L’INSPD assure actuellement une surveillance maximale au niveau terrestre, maritime, aérien et ferroviaire. Les personnels de l’INSPD sont présents dans l’ensemble des points d’entrée du pays afin  d’assurer la veille sanitaire, la détection précoce et la protection de la population contre les risques  sanitaires internationaux. L’INSPD assure également l’alerte, la réponse ainsi que le retour à la normale en cas d’épidémie ou de pandémie, en coordination avec les autorités sanitaires nationales et les partenaires concernés.

Quelles sont actuellement les principales mesures de prévention contre le hantavirus et que recommandez-vous à la population ?

La prévention repose essentiellement sur la lutte contre les rongeurs et le respect des mesures d’hygiène. Nous recommandons :

– d’éviter l’intrusion des rongeurs dans les

habitations;

– de maintenir les lieux propres ;

– d’utiliser des gants et des masques lors du nettoyage des zones à risque ;

– de laver les mains avant et après

  chaque activité de nettoyage ;

– d’éviter tout contact direct avec les rongeurs

 morts ou vivants.

Ces gestes simples permettent de réduire considérablement le risque d’exposition.

Existe-t-il un traitement ou un vaccin contre le hantavirus ?

À l’heure actuelle, il n’existe pas de vaccin homologué pour les hantavirus humains. La prise en charge repose principalement sur un diagnostic précoce et des soins de soutien adaptés. Plus la maladie est détectée rapidement, meilleures sont les chances de récupération.

Quel message souhaitez-vous adresser à la population djiboutienne ?

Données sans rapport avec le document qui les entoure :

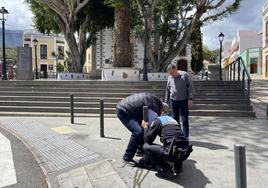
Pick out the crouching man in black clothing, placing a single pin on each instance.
(167, 158)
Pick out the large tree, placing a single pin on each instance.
(171, 24)
(122, 46)
(78, 20)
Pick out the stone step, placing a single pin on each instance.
(205, 100)
(99, 90)
(55, 83)
(48, 104)
(111, 92)
(28, 111)
(77, 93)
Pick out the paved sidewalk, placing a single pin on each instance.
(259, 96)
(18, 168)
(210, 165)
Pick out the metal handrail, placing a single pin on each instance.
(233, 73)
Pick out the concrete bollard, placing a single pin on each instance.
(240, 166)
(101, 118)
(145, 113)
(72, 108)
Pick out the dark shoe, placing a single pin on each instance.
(178, 167)
(187, 152)
(143, 164)
(139, 153)
(130, 162)
(165, 173)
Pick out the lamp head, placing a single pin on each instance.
(221, 37)
(146, 3)
(35, 41)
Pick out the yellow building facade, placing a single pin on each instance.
(50, 51)
(265, 41)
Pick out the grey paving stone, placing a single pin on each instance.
(59, 151)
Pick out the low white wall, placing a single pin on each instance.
(72, 76)
(156, 76)
(120, 74)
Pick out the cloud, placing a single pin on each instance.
(248, 17)
(19, 17)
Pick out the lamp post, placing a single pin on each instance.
(221, 37)
(35, 41)
(3, 11)
(145, 60)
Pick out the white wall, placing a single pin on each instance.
(248, 39)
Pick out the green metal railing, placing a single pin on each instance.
(237, 71)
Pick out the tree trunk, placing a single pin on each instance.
(122, 47)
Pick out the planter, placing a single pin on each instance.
(156, 76)
(72, 76)
(120, 74)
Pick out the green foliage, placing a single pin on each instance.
(197, 51)
(100, 15)
(44, 17)
(11, 54)
(208, 54)
(60, 67)
(67, 62)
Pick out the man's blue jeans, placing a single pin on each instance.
(181, 107)
(133, 126)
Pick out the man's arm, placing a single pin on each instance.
(189, 87)
(189, 90)
(150, 133)
(167, 96)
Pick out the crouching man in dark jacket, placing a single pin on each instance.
(167, 158)
(130, 112)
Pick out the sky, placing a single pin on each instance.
(248, 17)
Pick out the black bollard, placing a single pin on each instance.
(240, 166)
(145, 113)
(101, 118)
(72, 108)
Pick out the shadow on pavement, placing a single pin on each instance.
(191, 176)
(113, 138)
(139, 176)
(208, 145)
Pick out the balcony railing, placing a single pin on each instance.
(237, 71)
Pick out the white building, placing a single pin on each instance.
(244, 40)
(100, 55)
(46, 45)
(265, 41)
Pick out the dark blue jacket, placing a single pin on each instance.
(133, 104)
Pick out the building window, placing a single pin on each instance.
(61, 52)
(43, 51)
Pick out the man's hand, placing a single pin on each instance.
(190, 103)
(144, 124)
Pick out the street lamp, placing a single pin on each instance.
(35, 41)
(221, 37)
(3, 11)
(145, 60)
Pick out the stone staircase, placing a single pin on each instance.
(52, 98)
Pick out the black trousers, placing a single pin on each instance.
(156, 155)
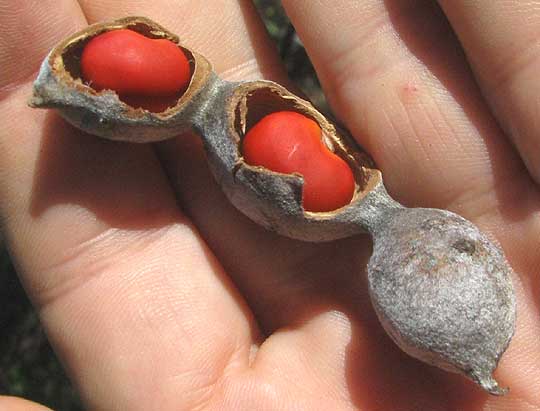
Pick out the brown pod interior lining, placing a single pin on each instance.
(65, 58)
(254, 100)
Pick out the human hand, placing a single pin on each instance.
(153, 308)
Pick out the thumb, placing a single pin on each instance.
(18, 404)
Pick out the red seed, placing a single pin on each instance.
(134, 65)
(288, 142)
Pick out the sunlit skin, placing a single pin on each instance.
(289, 142)
(156, 293)
(145, 72)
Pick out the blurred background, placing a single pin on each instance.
(28, 366)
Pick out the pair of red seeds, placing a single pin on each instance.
(153, 73)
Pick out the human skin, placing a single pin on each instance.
(160, 295)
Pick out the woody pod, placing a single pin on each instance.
(441, 289)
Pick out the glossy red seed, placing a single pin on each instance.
(289, 142)
(134, 65)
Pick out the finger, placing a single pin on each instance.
(501, 42)
(243, 44)
(23, 43)
(137, 307)
(395, 75)
(18, 404)
(318, 282)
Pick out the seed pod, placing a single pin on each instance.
(102, 113)
(441, 290)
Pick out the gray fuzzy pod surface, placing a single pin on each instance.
(441, 289)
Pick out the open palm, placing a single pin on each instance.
(158, 295)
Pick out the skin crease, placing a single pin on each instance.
(150, 307)
(288, 142)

Je souhaite rassurer la population : aucun cas n’a été enregistré dans notre pays. Néanmoins, dans un contexte mondial marqué par l’émergence régulière de nouvelles menaces sanitaires, la vigilance collective reste essentielle. L’INSPD poursuit son travail de surveillance, de préparation et de sensibilisation afin de protéger la santé de la population djiboutienne. La prévention, l’information et l’adoption des bonnes pratiques d’hygiène demeurent nos meilleurs moyens de protection.